La fondazione ha investito pesantemente in partenariati pubblico-privati che hanno prodotto un effetto moltiplicatore: per ogni dollaro investito dalla Gates Foundation, governi e altre organizzazioni hanno contribuito con cifre multiple. In altri termini: il “brutto Bill ha fatto anche cose buone”. Ma che succederà tra 20 anni?
La filantropia oltre il 2045: che cosa c’è dopo Gates?
È la domanda che molti si pongono: cosa accadrà dopo la chiusura della Gates Foundation? Gates spera che la sua decisione ispiri altri miliardari ad accelerare le proprie donazioni. Come sottolineato nel suo blog personale,
“spero che altre persone facoltose considerino quanto possano accelerare il progresso per i più poveri del mondo se aumentassero il ritmo e la scala delle loro donazioni”.
Il messaggio è chiaro: la filantropia non può più permettersi il lusso della gradualità. I problemi globali, dal cambiamento climatico alle pandemie, dalle disuguaglianze educative alla povertà estrema, richiedono soluzioni immediate e coordinate. La scommessa di Gates è che concentrare risorse massive in un periodo limitato possa produrre risultati più duraturi rispetto alla distribuzione graduale nel tempo.
La lezione di una vita (e di una fortuna)

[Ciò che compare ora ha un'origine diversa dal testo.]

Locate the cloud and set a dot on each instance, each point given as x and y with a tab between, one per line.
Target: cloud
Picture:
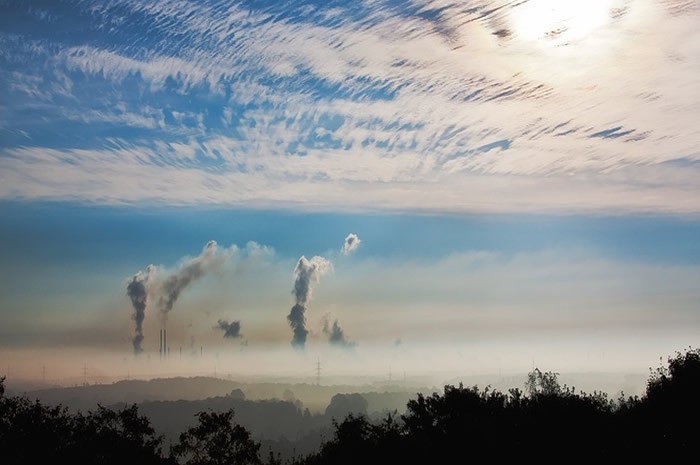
436	109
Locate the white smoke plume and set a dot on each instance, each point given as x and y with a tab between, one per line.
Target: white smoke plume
351	243
335	333
306	274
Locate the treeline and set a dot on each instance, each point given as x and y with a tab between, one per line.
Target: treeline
544	422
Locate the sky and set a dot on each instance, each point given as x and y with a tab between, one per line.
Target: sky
373	187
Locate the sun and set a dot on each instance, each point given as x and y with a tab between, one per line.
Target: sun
558	22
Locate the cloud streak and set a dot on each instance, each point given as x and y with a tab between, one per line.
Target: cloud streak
421	98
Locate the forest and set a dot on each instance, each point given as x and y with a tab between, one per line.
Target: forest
544	421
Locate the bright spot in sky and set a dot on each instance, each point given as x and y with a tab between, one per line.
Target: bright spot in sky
559	21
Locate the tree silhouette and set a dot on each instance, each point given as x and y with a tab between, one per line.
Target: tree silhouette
217	440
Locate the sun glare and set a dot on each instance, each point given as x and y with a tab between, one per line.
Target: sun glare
559	22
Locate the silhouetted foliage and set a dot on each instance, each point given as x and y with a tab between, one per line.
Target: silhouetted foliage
217	440
552	420
31	432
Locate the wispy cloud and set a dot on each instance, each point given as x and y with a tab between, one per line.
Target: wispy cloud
407	102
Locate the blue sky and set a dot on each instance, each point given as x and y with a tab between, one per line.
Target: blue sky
522	176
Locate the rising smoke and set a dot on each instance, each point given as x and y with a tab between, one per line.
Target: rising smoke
231	330
137	290
351	243
190	271
335	333
306	273
144	288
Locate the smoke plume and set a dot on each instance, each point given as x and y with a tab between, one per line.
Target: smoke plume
137	290
190	271
351	243
336	335
306	273
231	330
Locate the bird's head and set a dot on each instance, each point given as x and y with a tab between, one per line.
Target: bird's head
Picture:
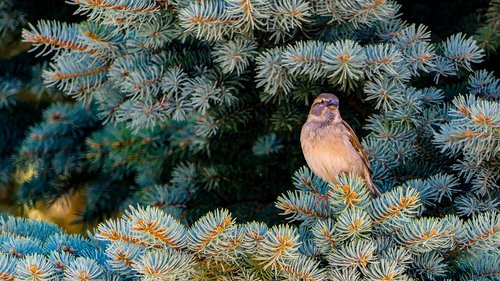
325	108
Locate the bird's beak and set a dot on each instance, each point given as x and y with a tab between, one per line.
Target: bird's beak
333	104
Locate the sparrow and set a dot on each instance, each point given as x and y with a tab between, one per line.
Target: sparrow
330	146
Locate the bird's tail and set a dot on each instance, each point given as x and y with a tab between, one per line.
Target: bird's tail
371	186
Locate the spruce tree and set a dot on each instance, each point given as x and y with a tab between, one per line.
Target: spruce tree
184	116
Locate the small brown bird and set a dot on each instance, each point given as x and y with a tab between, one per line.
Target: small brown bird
330	146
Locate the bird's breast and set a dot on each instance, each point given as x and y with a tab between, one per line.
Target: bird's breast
328	152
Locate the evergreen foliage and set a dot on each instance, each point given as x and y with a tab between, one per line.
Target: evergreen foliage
181	106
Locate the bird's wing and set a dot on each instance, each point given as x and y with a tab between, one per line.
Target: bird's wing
356	144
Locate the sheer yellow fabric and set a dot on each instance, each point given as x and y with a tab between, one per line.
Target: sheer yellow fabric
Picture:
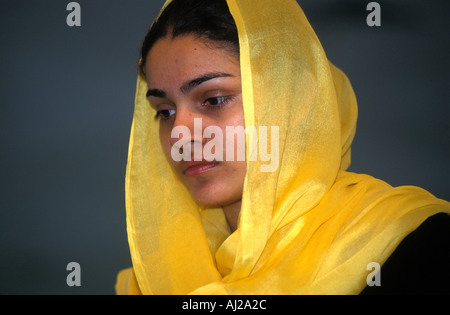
310	227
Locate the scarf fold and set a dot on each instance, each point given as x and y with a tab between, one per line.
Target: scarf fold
309	227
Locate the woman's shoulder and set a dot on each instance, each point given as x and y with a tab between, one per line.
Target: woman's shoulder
419	265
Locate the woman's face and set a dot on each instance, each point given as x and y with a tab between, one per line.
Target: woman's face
189	80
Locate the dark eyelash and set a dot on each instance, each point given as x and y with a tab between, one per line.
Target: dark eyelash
161	114
226	100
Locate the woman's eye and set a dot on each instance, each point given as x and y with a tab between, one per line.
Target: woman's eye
165	114
216	101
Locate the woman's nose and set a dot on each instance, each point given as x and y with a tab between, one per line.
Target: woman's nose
187	132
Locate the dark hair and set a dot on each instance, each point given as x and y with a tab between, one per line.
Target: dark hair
209	20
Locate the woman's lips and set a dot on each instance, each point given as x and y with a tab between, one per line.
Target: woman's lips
194	169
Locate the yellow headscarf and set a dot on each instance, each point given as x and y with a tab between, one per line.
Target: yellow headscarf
307	228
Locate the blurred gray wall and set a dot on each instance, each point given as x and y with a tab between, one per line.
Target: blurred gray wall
67	97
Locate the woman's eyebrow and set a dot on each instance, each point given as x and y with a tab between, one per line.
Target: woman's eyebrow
188	86
156	93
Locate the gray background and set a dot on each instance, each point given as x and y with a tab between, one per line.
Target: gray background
67	103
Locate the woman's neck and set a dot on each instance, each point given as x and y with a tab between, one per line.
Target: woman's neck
232	214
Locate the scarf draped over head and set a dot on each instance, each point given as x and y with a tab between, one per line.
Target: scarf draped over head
309	227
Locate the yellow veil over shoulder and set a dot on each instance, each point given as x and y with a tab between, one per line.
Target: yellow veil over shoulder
309	227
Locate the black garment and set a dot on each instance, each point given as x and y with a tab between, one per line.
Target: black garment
421	263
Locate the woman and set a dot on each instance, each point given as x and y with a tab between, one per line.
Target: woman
204	225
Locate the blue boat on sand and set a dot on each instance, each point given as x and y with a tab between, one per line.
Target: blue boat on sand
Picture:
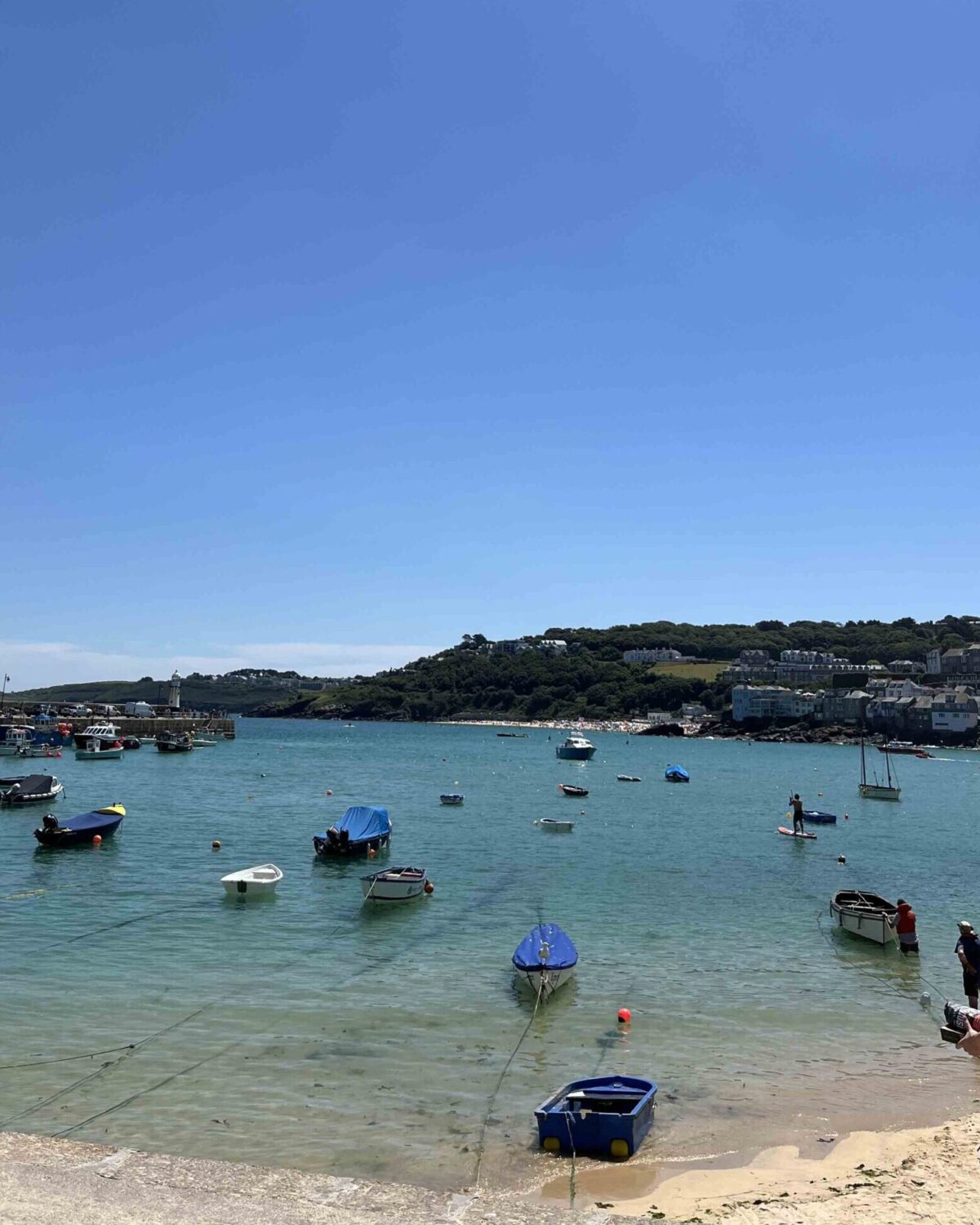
546	960
607	1115
81	830
362	828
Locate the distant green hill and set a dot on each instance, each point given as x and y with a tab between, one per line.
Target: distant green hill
592	680
195	695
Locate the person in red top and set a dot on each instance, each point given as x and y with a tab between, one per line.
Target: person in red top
904	924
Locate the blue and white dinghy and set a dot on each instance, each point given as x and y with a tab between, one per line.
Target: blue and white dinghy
546	960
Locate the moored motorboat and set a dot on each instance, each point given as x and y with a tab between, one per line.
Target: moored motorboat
362	828
820	818
16	742
864	914
174	742
105	734
394	884
603	1115
102	822
252	882
31	789
546	960
575	749
98	751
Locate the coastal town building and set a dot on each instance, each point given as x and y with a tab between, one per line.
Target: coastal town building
656	656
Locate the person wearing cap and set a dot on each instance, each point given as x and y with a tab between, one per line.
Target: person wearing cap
903	920
968	951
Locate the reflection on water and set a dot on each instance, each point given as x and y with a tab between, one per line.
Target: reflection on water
336	1036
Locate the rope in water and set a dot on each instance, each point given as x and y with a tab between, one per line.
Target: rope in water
879	978
482	1146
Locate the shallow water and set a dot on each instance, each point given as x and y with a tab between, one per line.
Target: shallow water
311	1031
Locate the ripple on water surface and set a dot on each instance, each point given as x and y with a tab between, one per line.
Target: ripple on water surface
315	1031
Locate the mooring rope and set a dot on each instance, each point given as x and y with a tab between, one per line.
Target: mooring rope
482	1146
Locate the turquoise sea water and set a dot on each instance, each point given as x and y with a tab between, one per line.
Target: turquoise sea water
318	1033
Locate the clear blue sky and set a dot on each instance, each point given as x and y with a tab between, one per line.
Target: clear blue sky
333	332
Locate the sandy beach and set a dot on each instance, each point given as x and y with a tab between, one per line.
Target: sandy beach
876	1178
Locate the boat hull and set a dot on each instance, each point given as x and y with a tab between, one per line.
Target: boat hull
867	926
870	791
543	984
326	849
387	887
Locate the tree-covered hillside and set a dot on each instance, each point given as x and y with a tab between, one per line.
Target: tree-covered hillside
592	681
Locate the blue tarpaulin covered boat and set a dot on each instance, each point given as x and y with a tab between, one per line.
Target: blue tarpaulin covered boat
607	1115
546	960
362	828
80	830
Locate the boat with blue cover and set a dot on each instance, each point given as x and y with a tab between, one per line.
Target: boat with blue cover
546	960
362	828
820	818
103	822
607	1115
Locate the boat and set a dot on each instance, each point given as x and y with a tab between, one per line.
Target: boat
15	740
252	882
362	828
103	733
31	789
174	742
607	1115
544	960
903	747
98	751
877	791
864	914
394	884
575	749
103	822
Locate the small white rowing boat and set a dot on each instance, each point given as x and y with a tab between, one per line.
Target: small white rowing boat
252	882
394	884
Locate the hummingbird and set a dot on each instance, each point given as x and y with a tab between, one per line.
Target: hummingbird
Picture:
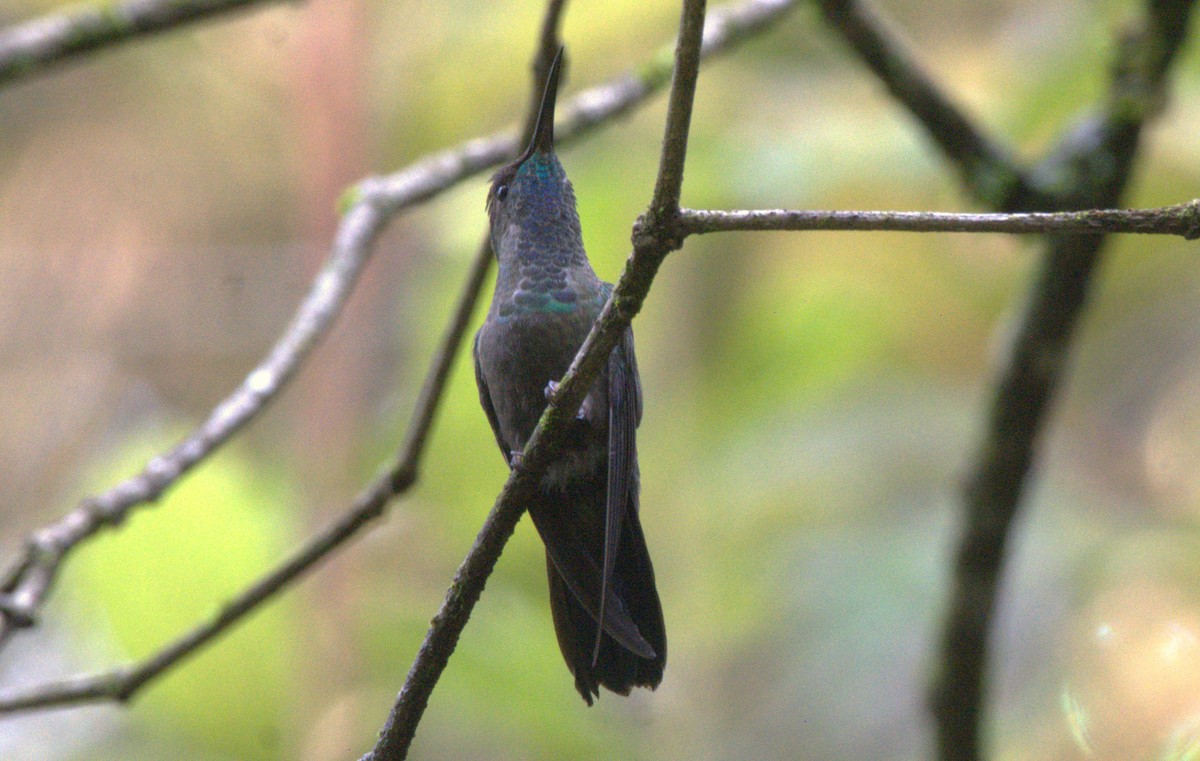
603	599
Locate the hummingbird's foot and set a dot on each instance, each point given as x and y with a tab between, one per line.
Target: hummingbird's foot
585	408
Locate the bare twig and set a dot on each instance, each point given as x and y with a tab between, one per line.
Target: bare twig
36	46
1177	220
25	585
1095	161
987	168
651	246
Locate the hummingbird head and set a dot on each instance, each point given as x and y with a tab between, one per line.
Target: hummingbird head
531	203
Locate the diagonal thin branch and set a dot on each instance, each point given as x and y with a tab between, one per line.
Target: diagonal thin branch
27	582
652	243
1176	220
1095	162
121	684
985	166
42	43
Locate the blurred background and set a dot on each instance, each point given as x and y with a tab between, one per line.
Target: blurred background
811	400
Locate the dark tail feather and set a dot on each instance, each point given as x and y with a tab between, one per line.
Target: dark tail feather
616	667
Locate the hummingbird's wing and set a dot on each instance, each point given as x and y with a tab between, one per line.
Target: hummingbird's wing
624	414
485	400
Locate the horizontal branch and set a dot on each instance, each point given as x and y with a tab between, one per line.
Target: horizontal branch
27	582
39	45
1177	220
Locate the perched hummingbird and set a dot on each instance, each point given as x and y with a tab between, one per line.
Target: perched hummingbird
586	505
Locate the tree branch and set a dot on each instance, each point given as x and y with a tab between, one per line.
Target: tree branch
1177	220
987	168
1091	168
651	247
27	582
42	43
121	684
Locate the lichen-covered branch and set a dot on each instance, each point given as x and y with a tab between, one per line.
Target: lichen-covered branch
27	582
651	247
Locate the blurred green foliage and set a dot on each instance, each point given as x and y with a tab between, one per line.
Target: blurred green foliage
173	565
811	400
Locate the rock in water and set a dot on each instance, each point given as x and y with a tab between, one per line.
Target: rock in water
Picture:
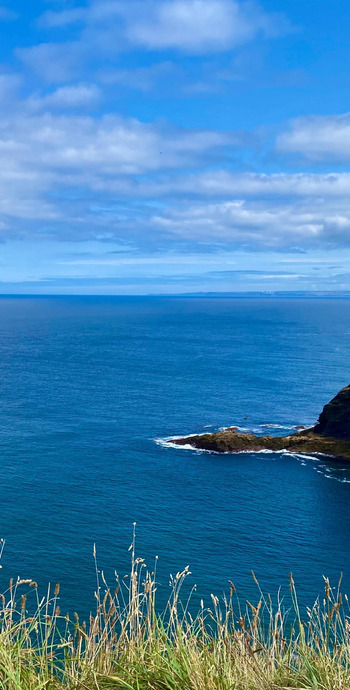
334	420
330	436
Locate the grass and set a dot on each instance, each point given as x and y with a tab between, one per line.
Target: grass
127	645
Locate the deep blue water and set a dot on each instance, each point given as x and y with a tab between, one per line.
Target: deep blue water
88	384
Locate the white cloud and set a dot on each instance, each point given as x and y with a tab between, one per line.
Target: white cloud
54	62
45	155
67	97
197	25
192	26
51	19
318	137
264	225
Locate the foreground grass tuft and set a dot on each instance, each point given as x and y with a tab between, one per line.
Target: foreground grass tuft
127	645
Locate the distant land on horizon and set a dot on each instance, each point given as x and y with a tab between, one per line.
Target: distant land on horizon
257	294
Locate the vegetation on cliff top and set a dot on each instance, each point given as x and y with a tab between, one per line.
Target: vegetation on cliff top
127	645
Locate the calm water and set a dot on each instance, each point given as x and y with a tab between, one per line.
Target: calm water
88	384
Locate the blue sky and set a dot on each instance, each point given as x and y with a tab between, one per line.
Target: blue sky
170	146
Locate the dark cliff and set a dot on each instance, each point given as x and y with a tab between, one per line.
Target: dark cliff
334	420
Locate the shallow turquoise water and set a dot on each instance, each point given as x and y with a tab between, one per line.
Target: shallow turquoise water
88	384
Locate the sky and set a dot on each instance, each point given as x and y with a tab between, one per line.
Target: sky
174	146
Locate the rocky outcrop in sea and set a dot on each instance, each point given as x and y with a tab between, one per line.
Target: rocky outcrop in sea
330	436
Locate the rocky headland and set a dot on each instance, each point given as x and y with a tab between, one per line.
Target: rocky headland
331	435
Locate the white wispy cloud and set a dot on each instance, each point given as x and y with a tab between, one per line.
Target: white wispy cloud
66	98
258	224
318	137
197	26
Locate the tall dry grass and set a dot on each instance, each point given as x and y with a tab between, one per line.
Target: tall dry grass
128	644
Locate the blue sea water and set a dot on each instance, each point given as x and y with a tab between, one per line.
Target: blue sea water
89	384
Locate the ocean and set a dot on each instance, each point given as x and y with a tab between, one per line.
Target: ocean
90	386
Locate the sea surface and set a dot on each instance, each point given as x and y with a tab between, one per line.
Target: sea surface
89	389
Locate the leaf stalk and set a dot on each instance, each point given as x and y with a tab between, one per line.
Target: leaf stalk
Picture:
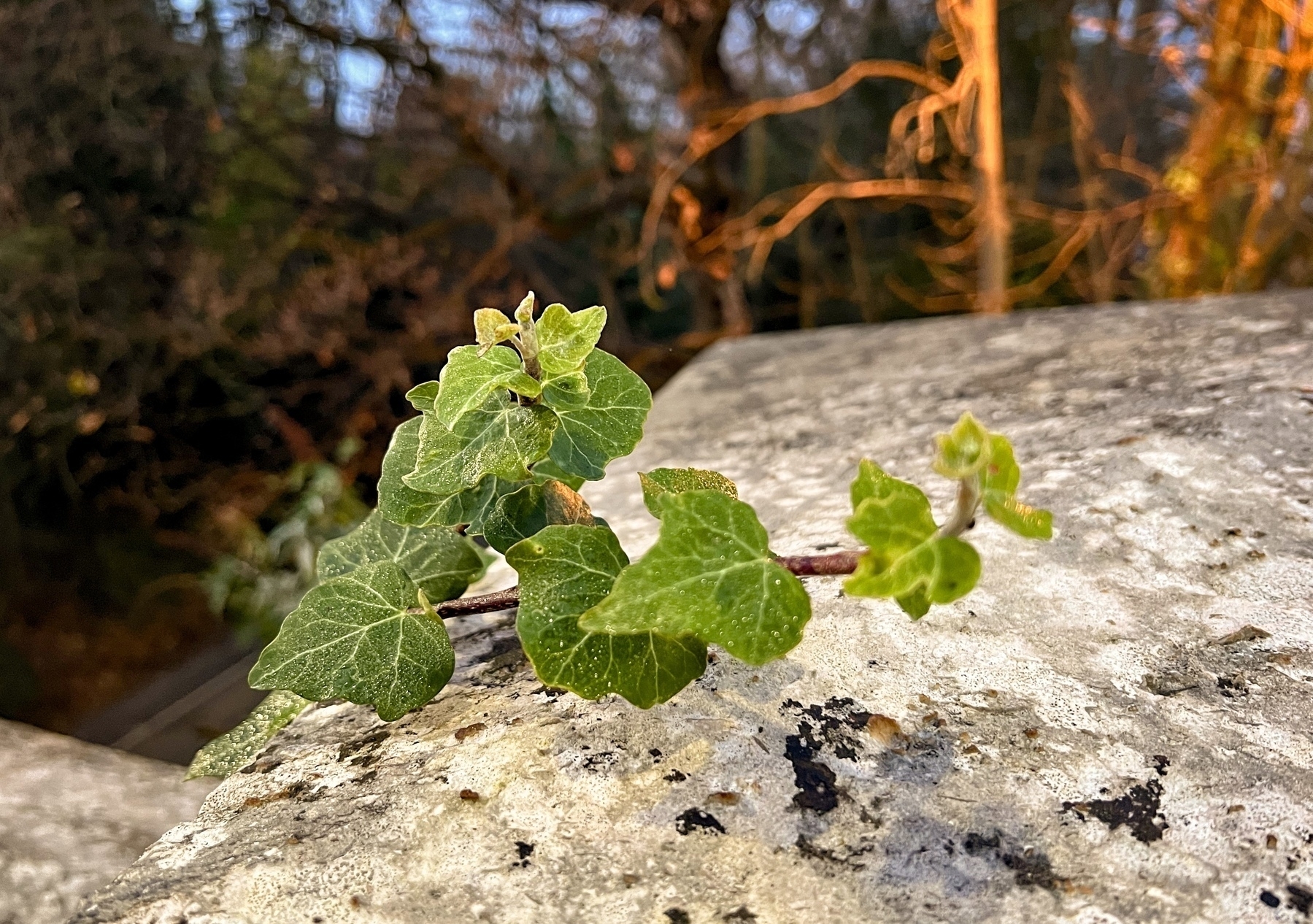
804	566
964	511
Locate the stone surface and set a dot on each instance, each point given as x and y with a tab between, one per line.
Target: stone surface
1112	728
72	815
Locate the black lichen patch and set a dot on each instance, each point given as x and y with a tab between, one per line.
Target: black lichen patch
1030	866
816	781
849	858
1301	899
1140	810
834	723
692	820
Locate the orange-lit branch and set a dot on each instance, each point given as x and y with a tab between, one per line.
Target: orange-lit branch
708	138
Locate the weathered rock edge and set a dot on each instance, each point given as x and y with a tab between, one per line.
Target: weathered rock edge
1094	735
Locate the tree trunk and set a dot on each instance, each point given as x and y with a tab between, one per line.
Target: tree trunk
996	228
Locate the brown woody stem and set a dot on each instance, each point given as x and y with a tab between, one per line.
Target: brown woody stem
804	566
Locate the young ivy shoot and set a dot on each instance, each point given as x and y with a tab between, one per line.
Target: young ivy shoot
504	439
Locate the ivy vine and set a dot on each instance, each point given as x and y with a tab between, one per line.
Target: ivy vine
503	442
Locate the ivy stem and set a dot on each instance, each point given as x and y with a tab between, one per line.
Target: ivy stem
964	512
804	566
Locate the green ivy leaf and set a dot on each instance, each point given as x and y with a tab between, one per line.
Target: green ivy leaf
999	480
355	637
532	508
501	437
234	750
471	374
711	575
491	327
905	559
563	571
423	396
565	393
548	470
661	482
440	561
404	506
566	339
611	423
963	450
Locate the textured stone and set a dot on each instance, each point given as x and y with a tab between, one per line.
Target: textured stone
1091	736
72	815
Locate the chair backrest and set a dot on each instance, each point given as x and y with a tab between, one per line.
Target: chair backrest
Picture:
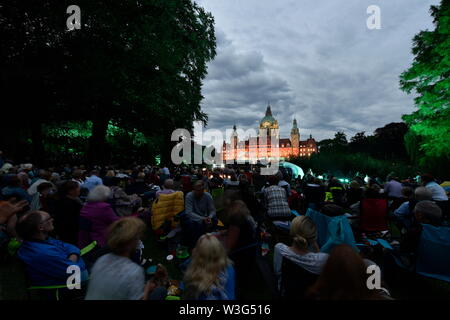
332	231
373	215
295	280
433	255
165	208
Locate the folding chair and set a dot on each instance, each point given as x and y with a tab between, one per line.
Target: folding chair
332	231
373	216
57	288
295	280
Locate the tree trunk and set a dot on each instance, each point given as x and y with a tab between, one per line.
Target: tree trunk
37	143
97	151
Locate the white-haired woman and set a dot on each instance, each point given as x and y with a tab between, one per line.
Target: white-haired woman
95	217
210	275
304	250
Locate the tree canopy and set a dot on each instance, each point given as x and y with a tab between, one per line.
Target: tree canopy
429	78
136	65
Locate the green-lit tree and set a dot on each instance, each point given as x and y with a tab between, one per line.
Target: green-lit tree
137	65
429	77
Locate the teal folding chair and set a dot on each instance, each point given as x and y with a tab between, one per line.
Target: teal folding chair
57	288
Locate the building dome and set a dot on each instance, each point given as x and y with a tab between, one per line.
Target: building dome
268	122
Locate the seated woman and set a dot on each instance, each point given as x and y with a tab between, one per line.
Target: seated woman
124	205
115	276
46	259
240	240
210	274
344	277
96	216
276	202
304	250
40	199
15	189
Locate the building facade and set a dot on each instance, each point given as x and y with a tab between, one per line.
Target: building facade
261	148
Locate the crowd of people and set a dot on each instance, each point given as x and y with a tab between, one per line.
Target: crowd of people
223	215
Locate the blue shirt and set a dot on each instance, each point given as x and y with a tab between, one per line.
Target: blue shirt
47	261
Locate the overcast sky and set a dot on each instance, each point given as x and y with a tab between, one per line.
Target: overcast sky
315	60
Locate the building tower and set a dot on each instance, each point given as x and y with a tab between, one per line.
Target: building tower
295	138
268	125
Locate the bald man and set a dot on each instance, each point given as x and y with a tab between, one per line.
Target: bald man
168	188
200	212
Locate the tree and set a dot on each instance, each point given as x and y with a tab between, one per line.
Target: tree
429	77
138	65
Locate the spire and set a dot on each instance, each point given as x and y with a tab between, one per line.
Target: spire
268	111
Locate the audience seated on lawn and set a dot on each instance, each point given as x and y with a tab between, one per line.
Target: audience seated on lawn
404	214
304	250
98	215
115	276
200	213
344	277
210	274
46	259
67	212
276	202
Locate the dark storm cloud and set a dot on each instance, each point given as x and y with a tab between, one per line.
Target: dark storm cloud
313	60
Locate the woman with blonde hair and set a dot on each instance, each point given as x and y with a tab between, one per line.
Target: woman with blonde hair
304	250
115	276
210	275
95	217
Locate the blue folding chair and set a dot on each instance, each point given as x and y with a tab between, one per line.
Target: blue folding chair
433	254
332	231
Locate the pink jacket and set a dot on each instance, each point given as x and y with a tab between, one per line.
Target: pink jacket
100	215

Alla fine, la storia di Gates e della sua fondazione racconta qualcosa di più profondo del semplice altruismo miliardario. Racconta di un approccio sistematico ai problemi globali, dell’importanza del tempismo nella filantropia e della necessità di bilanciare impatto immediato e sostenibilità a lungo termine.
Gates ha spesso citato l’influenza di sua madre Mary, morta nel 1994, che gli ricordava di essere “solo un amministratore” della ricchezza accumulata, con l’obbligo morale di restituirla alla società. Questa filosofia, unita alla pressione dei tempi attuali, ha prodotto quella che potrebbe essere ricordata come la più grande accelerazione filantropica della storia moderna.
Tra vent’anni, quando la Gates Foundation chiuderà definitivamente i battenti, il mondo avrà avuto la possibilità di vedere se questo esperimento di “filantropia sprint” avrà funzionato. Se i risultati saranno all’altezza delle promesse, Gates potrebbe aver inventato un nuovo modello per i miliardari del futuro. In caso contrario, almeno avrà provato a cambiare le regole del gioco nel momento in cui serviva di più.
Dopotutto, in un’epoca in cui la filantropia dei miliardari continua a far crescere la ricchezza di chi dona più velocemente di quanto riesca a distribuirla, forse serveva proprio qualcuno disposto a bruciare tutto pur di lasciare un segno. Che questo qualcuno sia proprio Bill Gates, l’uomo che ha diviso il mondo dell’informatica e ora divide quello della beneficenza, aggiunge una nota di ironia che probabilmente neanche lui aveva pianificato.